La carta

Se despertó temprano, como todos los días, y miró el espejo al costado de la cama cubriendo la pared. Abrió los ojos grandes, sacó la lengua, frunció la nariz. Nada, pensó, soy la misma de siempre y sin embargo estoy muerta.
Se levantó y arrancó, como quien oye el disparo de largada en una carrera hacia el baño, hacia la cocina, hacia la puerta. La facultad está cerca, pero ella no podía pensar en nada más.
Se subió al auto viejo que le regalaron sus padres cuando se vino a la ciudad y tomó por la callecita que la deja sobre el río. Este río con ínfulas como las mías, carajo –pensó.
La mano tiembla al buscar la carta. Casi arrepentida –para qué, si la sé de memoria– la encontró tirada justo entre los dos asientos delanteros.
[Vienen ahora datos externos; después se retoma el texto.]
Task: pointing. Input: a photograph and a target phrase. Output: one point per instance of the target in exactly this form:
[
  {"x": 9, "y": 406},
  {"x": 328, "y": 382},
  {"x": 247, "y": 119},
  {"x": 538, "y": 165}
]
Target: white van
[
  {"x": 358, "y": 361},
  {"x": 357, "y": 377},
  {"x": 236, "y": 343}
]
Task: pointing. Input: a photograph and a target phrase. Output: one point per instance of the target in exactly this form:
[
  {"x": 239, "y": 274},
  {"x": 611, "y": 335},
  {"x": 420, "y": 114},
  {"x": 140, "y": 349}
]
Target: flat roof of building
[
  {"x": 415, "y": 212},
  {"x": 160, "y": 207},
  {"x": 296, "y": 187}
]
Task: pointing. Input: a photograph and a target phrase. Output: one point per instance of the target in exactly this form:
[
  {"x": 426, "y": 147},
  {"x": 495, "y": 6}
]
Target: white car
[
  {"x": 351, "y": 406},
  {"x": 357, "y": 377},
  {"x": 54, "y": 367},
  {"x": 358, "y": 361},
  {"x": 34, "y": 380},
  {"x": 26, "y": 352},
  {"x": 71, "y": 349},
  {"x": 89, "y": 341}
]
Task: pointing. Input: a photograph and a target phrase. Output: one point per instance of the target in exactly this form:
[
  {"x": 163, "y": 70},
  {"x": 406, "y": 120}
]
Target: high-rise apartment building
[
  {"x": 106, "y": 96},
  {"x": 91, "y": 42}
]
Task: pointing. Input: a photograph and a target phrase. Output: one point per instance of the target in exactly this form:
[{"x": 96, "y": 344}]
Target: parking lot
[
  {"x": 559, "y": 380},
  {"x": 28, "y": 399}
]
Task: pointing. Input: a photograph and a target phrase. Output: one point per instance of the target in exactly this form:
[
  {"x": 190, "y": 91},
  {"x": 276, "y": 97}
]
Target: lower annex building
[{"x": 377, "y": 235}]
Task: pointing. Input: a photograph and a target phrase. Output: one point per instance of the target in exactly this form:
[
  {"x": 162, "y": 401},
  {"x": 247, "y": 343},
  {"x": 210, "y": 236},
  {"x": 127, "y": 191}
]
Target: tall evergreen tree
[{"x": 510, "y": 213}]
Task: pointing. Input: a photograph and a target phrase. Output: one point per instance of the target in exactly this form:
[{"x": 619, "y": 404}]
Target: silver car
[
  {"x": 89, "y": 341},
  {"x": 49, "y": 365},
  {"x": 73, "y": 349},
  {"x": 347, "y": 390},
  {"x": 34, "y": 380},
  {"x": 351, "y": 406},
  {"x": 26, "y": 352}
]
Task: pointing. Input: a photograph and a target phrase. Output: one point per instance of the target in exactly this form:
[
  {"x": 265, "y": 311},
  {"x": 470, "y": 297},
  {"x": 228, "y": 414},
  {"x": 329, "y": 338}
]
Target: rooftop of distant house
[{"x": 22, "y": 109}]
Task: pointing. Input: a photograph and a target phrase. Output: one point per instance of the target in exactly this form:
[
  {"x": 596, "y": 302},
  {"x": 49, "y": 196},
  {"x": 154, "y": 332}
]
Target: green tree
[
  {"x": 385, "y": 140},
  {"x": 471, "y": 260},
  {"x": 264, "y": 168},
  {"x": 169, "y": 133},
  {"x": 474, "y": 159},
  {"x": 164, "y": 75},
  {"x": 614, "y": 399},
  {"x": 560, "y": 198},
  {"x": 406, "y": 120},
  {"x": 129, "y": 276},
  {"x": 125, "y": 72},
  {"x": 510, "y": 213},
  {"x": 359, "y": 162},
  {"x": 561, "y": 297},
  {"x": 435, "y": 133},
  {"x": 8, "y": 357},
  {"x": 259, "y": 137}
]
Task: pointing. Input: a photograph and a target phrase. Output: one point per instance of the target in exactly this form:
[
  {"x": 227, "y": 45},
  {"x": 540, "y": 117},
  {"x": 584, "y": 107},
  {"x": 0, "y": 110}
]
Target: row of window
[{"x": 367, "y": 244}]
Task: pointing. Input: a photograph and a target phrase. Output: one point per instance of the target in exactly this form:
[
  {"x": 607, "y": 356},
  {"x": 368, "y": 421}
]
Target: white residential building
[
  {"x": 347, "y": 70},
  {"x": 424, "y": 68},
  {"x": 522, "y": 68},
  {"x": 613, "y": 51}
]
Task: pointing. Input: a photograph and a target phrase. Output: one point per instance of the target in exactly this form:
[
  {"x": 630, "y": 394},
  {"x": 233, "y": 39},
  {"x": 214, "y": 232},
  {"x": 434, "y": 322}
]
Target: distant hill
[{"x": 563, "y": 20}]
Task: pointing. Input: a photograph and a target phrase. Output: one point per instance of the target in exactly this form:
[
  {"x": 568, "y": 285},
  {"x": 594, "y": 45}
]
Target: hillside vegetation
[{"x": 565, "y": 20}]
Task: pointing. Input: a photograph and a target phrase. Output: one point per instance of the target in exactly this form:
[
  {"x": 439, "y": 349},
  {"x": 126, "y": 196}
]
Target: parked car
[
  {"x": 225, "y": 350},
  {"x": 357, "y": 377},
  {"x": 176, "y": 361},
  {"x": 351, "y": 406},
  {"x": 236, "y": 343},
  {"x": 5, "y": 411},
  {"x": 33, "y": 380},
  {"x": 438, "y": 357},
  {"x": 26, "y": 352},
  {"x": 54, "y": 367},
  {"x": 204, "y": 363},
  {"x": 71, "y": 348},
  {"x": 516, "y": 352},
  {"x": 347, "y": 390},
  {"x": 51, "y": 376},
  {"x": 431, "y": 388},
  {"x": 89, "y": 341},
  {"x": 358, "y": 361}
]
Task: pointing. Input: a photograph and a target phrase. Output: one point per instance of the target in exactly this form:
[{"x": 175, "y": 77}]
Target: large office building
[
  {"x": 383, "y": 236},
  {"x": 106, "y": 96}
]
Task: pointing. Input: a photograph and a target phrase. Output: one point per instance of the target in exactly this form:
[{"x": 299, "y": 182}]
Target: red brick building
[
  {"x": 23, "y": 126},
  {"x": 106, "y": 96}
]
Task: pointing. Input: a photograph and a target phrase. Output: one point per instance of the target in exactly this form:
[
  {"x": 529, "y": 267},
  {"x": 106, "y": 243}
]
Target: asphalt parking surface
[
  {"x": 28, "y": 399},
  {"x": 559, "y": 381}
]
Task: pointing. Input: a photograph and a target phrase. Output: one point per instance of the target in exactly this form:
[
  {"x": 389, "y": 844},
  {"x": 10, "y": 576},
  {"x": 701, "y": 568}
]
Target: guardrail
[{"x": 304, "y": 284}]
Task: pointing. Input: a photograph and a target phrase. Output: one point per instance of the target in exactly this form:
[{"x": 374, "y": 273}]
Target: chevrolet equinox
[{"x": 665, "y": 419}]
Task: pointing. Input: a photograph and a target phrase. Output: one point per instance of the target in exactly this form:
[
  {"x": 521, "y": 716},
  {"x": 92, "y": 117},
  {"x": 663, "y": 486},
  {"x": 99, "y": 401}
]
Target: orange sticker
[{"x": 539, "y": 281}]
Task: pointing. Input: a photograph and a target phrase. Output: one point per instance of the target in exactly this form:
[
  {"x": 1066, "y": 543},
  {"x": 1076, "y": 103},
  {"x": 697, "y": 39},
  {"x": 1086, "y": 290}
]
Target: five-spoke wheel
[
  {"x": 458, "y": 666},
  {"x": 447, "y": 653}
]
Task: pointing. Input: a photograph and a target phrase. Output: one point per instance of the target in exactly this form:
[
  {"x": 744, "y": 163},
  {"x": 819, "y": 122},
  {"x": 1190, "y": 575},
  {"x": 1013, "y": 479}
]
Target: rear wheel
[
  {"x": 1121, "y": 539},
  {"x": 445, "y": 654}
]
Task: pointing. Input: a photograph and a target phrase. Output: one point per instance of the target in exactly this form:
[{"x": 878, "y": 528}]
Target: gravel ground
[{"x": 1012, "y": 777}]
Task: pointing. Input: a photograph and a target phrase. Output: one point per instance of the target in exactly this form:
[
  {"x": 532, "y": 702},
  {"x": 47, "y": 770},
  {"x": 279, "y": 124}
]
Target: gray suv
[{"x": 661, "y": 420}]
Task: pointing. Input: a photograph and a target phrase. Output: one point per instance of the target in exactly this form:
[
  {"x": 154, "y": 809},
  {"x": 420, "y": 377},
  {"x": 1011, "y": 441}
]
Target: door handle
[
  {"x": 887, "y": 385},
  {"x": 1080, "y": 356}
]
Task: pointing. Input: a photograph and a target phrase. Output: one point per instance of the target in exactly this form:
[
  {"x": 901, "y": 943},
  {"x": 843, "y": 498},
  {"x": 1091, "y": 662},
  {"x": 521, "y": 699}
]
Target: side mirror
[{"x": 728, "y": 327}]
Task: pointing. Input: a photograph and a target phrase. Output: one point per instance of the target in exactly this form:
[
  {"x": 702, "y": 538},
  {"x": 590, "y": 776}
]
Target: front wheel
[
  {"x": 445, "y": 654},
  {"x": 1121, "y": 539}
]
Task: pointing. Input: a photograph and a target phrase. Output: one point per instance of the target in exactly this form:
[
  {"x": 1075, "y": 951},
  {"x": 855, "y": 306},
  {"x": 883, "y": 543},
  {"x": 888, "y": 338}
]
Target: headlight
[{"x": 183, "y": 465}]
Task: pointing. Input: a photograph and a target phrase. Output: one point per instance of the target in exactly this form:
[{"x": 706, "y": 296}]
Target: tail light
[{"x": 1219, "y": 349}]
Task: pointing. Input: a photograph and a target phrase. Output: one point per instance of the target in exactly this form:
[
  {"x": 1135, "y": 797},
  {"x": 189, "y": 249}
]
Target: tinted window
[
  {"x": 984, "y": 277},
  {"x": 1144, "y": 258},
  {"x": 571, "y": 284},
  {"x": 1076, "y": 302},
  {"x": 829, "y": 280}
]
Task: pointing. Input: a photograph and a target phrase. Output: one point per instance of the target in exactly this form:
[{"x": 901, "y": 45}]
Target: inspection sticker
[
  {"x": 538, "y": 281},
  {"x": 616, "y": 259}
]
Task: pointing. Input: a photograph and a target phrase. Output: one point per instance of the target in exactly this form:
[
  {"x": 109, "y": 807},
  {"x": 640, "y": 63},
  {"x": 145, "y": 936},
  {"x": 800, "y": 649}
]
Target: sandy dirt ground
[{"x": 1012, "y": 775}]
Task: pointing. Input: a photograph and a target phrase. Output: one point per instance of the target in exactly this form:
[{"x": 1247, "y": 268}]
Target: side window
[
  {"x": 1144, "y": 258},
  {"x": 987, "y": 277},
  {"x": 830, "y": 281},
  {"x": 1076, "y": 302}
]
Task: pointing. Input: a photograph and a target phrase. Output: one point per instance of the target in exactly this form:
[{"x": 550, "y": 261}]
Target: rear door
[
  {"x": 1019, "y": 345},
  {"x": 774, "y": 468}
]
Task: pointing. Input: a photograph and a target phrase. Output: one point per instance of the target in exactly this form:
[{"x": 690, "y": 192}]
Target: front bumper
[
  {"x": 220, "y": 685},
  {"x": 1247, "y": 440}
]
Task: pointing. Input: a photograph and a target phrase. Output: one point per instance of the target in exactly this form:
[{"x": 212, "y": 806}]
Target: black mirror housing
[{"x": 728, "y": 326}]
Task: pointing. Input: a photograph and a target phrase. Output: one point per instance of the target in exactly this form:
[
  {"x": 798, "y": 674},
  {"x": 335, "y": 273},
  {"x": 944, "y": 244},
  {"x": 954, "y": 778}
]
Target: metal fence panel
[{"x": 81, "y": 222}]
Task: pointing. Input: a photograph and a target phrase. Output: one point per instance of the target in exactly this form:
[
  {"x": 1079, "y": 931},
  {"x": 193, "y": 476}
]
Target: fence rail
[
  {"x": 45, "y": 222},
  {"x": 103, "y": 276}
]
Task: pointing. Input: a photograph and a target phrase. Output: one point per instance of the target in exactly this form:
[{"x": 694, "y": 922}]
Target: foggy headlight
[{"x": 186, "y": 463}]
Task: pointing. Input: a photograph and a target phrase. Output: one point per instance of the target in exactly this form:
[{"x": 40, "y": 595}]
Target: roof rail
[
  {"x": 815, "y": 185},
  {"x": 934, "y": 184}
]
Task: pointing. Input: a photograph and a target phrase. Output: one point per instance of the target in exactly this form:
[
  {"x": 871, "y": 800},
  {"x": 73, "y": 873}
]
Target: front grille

Levanta el sobre y por primera vez ve el remitente. Carlos Cualquiera. ¡Y quién mierda es Carlos Cualquiera? Cómo no me di cuenta de que esa carta no podía ser para mí, se dijo… Bueno, no lo dijo. Inspiró hondo, tanto que sintió que se mareaba, y luego largó una risa entre histérica y culpable. Y después de recuperar la apariencia de cordura decente que solía mostrar, encendió el motor del auto y sin pensarlo puso un rocanrol al mango.
Después de toda una semana a ciegas y loca de angustia, volvió a la facultad, deseando que el siguiente fin de semana le trajeran a la beba otra vez.